On top of it, Apple Pippin’s lost identity and weak hardware made it difficult to compete effectively.
Lesson: Test the Waters before You Dive Down
Late entry into a market can have significant impacts on a company’s growth prospects.
While it’s not a guarantee of failure, late entry often presents challenges that can hinder a company’s ability to grow and capture market share.
Therefore, before you enter the market completely, identify:
- Established competition, positioning, and customer lifetime value
- Customer acquisition costs and related financial costs
- Available market share in the industry you want to enter
- The long-standing relationships and the networking possibilities for your business
- Market saturation scenarios
- Latest customer preferences
Apple Pippin was not widely available in retail stores and had a limited distribution network, which meant:
- Reduced Market Coverage
- Missed Sales Opportunities
- Difficulty in Expanding Market Share
- Increased Dependence on Selected Intermediaries
- Risk of Channel Conflict
- Limited Consumer Convenience
- Reduced Brand Exposure
- Difficulty in Meeting Consumer Demand
- Higher Distribution Costs
- Risk of Channel Partner Discontent
Lesson: Find the Balance between Limited and Selective Distribution
While there are advantages to a selective distribution strategy where a manufacturer or brand intentionally restricts the number and types of retailers or intermediaries that are allowed to sell their products, it can soon turn into a limiting network.
Therefore, do extensive research before you map out a distribution strategy for your.
Apple’s marketing efforts for the Pippin were not as strong as they could have been.

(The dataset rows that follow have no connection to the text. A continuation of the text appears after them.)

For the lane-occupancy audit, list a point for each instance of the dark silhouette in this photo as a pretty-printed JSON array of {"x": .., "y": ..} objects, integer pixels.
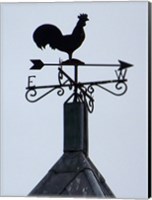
[{"x": 50, "y": 34}]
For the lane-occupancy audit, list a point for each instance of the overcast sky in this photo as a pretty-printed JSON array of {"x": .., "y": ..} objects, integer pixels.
[{"x": 32, "y": 133}]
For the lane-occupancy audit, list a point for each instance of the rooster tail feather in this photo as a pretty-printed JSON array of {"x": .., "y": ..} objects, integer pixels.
[{"x": 47, "y": 34}]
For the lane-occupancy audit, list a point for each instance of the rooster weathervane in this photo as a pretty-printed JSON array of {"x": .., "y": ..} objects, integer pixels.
[{"x": 49, "y": 34}]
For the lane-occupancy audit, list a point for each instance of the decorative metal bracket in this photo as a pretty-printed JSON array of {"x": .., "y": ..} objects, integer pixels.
[{"x": 82, "y": 91}]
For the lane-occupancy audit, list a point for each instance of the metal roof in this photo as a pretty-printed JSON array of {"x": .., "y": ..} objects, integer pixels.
[{"x": 74, "y": 174}]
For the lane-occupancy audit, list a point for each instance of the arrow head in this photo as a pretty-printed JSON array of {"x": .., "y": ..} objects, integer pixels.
[
  {"x": 124, "y": 65},
  {"x": 37, "y": 64}
]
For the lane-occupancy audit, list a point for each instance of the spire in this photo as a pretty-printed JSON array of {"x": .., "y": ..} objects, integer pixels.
[{"x": 75, "y": 127}]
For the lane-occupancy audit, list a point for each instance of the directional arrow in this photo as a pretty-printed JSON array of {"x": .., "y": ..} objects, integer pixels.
[
  {"x": 38, "y": 64},
  {"x": 124, "y": 65}
]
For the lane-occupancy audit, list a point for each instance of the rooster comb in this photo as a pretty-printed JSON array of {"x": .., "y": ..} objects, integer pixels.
[{"x": 83, "y": 16}]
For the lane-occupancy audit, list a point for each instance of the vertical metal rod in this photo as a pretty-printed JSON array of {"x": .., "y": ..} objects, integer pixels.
[{"x": 76, "y": 82}]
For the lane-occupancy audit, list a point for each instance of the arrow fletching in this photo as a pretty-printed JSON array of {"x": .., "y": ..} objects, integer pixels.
[
  {"x": 37, "y": 64},
  {"x": 124, "y": 65}
]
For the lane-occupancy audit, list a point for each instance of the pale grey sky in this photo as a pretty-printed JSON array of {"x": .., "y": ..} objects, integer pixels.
[{"x": 32, "y": 134}]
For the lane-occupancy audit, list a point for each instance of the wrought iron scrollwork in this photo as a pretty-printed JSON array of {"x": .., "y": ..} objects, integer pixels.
[{"x": 82, "y": 91}]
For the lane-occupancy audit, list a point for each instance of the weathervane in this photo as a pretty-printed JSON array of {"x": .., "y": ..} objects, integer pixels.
[{"x": 81, "y": 91}]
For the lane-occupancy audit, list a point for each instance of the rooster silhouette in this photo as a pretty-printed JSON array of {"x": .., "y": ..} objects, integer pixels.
[{"x": 49, "y": 34}]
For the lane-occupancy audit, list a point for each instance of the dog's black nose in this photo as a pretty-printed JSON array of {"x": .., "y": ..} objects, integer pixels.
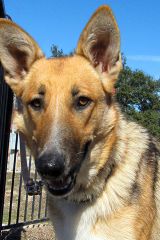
[{"x": 50, "y": 164}]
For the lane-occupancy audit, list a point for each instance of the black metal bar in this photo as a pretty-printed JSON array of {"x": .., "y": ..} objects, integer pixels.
[
  {"x": 46, "y": 209},
  {"x": 13, "y": 178},
  {"x": 7, "y": 227},
  {"x": 40, "y": 205},
  {"x": 26, "y": 202},
  {"x": 6, "y": 101},
  {"x": 19, "y": 197},
  {"x": 33, "y": 201}
]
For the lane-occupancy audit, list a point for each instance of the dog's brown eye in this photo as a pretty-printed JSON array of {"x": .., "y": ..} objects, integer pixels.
[
  {"x": 83, "y": 102},
  {"x": 36, "y": 104}
]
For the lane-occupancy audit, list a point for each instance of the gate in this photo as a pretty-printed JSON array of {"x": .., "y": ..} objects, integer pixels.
[{"x": 20, "y": 204}]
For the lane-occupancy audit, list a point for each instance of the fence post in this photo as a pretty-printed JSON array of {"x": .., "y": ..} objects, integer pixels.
[{"x": 6, "y": 100}]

The company didn’t effectively communicate the value proposition of the platform to consumers. Many potential customers were unaware of its existence altogether.
Furthermore, Apple’s marketing teams could not persuade anyone of Pippin’s superior capabilities that extended beyond gaming.
The fact that the product was marketed as a gaming system didn’t help its case. So despite Apple’s bet on a broader supply of CD-ROM titles for the Pippin, quality Pippin games were scarce, pushing away potential gamers.
Lesson: Marketing is the New Soft Power
A clear marketing message directed towards the right target segment at the right time can make your business. And even though digital marketing is a relatively new concept and wasn’t much around the time of Apple Pippin, marketing has always been there.
Apple has always succeeded in creating brand value and recognition for its computers and mobile devices, but it failed to do so for Pippin games.
However, you don’t have to make the same mistake to create brand awareness and loyalty in prospective customers.
Leverage the power of the internet and social media to reach new business heights!
Closing Thoughts: Why did Apple Pippin Fail?
Even though Apple was involved in Apple Pippin games development, it was not fully committed to the project and observed it primarily as an open platform for others to develop customized products.
And all of these problems combined to result in Apple and Bandai selling only about 42,000 Pippins globally. Apple was also in a lot of trouble at the time and was on the edge of bankruptcy at one point.
Therefore, after negotiating a merger with Sega, Bandai dropped Pippin, and Apple stopped licensing the software at the suggestion of Steve Jobs.
Pippin was canceled in 1997 after selling only 42,000 copies. It’s a niche console that could have done better had it been released sooner. Because many of its video games have not been emulated or re-released, it is still popular among some gamers.
However, it remains a relatively obscure and short-lived product in Apple’s history.